Éduquer les décideurs canadiens sur ce qu'ils peuvent faire

Selon lui, l'enjeu pour le Canada est d'entamer cette transition énergétique sans détruire les emplois liés aux énergies fossiles. « Cela doit se faire en formant des professionnels, en requalifiant ceux qui quitteront les emplois extractifs... » Mais aussi en changeant les mentalités. « Le Canada est surtout exportateur de ressources naturelles, plus que consommateur. Traditionnellement, le family business c'est l'extraction, donc il faut maintenant chercher à vendre autre chose », ajoute-t-il.

Et c'est sur ce point que l'ambassadeur entre en scène. Pour lui, concrétiser l'accord de Paris passe par la pédagogie. Jusqu'à la COP22 de Marrakech en décembre prochain, il va s'attacher à expliquer l'accord de Paris, cibler les obstacles qui émergent et leur trouver des solutions, inciter, promouvoir tout ce qui pourrait permettre sa mise en oeuvre dans les meilleurs délais. Son public principal : les décideurs du monde des affaires.

La France « ne donne de leçons à personne »

Bien que l'image du Canada ait, de son propre aveu, beaucoup évolué depuis l'arrivée du gouvernement Trudeau, il faut, dit-il, dépasser les dissensions Est-Ouest au pays pour aller plus loin sur la scène internationale.

« Le Canada a besoin de plus d'horizontalité et pas que sur les questions énergétiques, sur l'ensemble des domaines. Par exemple, nous venons de passer une étape importante dans l'accord de libre-échange entre l'Europe et le Canada. L'un des enjeux de cet accord, c'est justement l'horizontalité, c'est-à-dire de permettre à quelqu'un qui est installé à Vancouver de pouvoir travailler plus librement avec le Québec et réciproquement », explique-t-il.

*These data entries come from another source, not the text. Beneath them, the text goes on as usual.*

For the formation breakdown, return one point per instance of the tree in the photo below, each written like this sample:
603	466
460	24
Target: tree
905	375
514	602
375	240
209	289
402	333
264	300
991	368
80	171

Plus d'horizontalité pour ne pas perdre l'élan de la COP21 et parler d'une seule voix. Des difficultés auxquelles se heurtent tous les pays signataires de l'accord de Paris, y compris la France, qui accumule les couacs sur les questions environnementales ces dernières semaines. Prolongation de la durée de vie des centrales nucléaires, quasi-abrogation de la loi pollueur-payeur, polémique sur la construction d'un aéroport en zone protégée... les débats sont aussi enflammés de l'autre côté de l'Atlantique. Pas facile pour les ambassadeurs du pays hôte de la COP21 de faire valoir leurs arguments d'unité à l'étranger.

« Tous les pays ont leurs difficultés, avoue Nicolas Chapuis. La France ne donne de leçons à personne, elle a accepté d'organiser la COP21 alors qu'à l'époque personne ne voulait le faire. Nous avons réussi un accord qui même une heure avant d'être conclu faisait l'objet de nombreux doutes. Nous avons donc réussi l'impossible parce qu'impossible n'est pas français. Mais nous parlons aujourd'hui au nom de 196 nations qui ont signé l'accord et nous devons maintenant convertir cela en actes. Tous sans exception », conclut-il.